Report Claims Traditional Asian Medicine Trade is Behind Dramatic Rise in Jaguar Killings in Bolivia

Jaguar by Michael Ransburg. CC BY-NC-ND 2.0
Jaguar by Michael Ransburg. CC BY-NC-ND 2.0

This past February I shared a story which claimed that the Traditional Asian Medicine trade was taking a heavy toll on Bolivia’s jaguars. Now this article, found on Fox News Latino, says the problem is worse than previously realized.

The Fox News Latino story is based on a report released by the Bolivian Environment Forum, which found that over 800 jaguar teeth had been seized by the Bolivian government between 2014 and 2016. That equals 200 dead jaguars: a number of fatalities that has not been witnessed since jaguar hunting was legal in Bolivia. For a solitary predator that exists at low population densities, such figures could be highly detrimental.

The demand for jaguar teeth is being fueled by belief in Traditional Asian Medicine (TAM), which holds that the body parts of certain animals have special properties. Jaguar parts, for example, are believed to be able to cure rheumatism (Fox News Latino, 2016), increase men’s sexual potency (Metalli, 2015), and more. And as Chinese involvement in Latin America ramps up, so too could their impacts on jaguars (R. Mahler, personal communication, June 17, 2015).

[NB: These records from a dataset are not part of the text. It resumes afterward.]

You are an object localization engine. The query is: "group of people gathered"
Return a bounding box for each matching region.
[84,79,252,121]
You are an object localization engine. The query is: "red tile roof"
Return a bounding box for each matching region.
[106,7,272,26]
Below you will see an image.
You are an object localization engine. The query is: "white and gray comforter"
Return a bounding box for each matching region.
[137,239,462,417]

I do not wish to sound overly harsh towards Chinese citizens, because I am sure that not all of them are involved in poaching. But this is a serious problem that needs to be addressed. The TAM trade is largely responsible for pushing tigers to the brink of extinction, and it has the potential to do the same to jaguars.

Luckily the Chinese government and non-profit organizations like WildAid have been running an add campaign to dissuade Chinese citizens from purchasing endangered animal parts. This initiative has shown some promise, so there is hope that this latest threat to jaguars can be overcome.

Be sure to click here and read the original article from Fox News Latino

5 Thoughts

  1. I actually have several friends that believe in Chinese traditional medicine. It’s strange because they largely admit that it’s bogus but then it would come out in conversation that they believe x is good for you.
    It’s pretty pervasive and they don’t think about the moral implications (when compared to synthetic alternatives) until I point them out.

    Liked by 1 person

    1. I’ve known people in the US who believe in it too. I try to avoid arguing about whether or not it’s true, because as an outsider to Chinese and other east Asian cultures I don’t feel like my words would have much weight. But the moral implications are quite severe, so I’m glad you’re pointing that out. The World Federation of Chinese Medicines itself has said that there are plentiful and effective alternatives to using the parts of endangered animals like tigers (and now jaguars), which makes it difficult to justify buying products that exact such a heavy toll on animals that are already threatened by habitat loss and non-TCM related killings.

      Liked by 1 person

    1. Good question! From what I’ve heard, there are two main factors that have lead to jaguars becoming part of TAM. First, since tigers have now become so hard to find (as a result of poaching for TAM), other large cats have become substitutes for them. Second, China has been getting increasingly involved in Latin American politics. They are investing heavily into development projects there, which is giving rise to a variety of concerns. One of those is that they now have easy access to jaguars. This will be a difficult problem to address, but it needs to be dealt with as soon as possible.